The degree root n-y from number b is called such number a that a^n=b. Respectively, the root of the 5th degree from number b is the number a giving at construction in the fifth degree of b. For example, 2 – a root of the fifth degree from 32, since 2^5=32.

## Instruction

1. To take a root of the fifth degree, present subradical number or expression in the form of the fifth degree of other number or expression. It will also be required size. In certain cases such number is visible at once, in others it should be selected.

2. The sign for a root of the fifth degree remains. For example, if under a root there is a negative number, then and result will be negative. Extraction of root 5 of degree from positive number gives positive number.

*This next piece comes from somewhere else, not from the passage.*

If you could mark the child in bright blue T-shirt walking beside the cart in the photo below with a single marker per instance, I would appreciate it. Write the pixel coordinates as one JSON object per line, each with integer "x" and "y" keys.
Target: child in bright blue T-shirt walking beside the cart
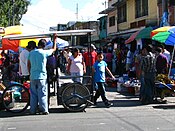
{"x": 99, "y": 69}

Thus, the sign "minus" can be taken out from under the sign of a root.

3. Sometimes to take degree root 5, it is necessary to transform expression. It would seem, +40x^3-80x^2+80x-32 the root cannot be taken from x^5-10x^4 polynom. However by close examination it is possible to make sure that this expression is curtailed in (x-2) ^5 (remember a formula for construction of a binomial in the fifth degree). It is obvious that degree root 5 from (x-2) ^5 is equal (x-2).

4. In programming for finding of a root use a recurrence relation. The principle is based on an initial assumption and further increase in accuracy.

5. Let it is required to write the program for extraction of a root of the fifth degree from number A. Set an initial assumption of x0. Further set recurrent formula x (i+1) =1/5 [4x (i)+A/x(i) ^4]. Repeat this step until the required accuracy is reached. Repetition is implemented due to addition of unit to index i.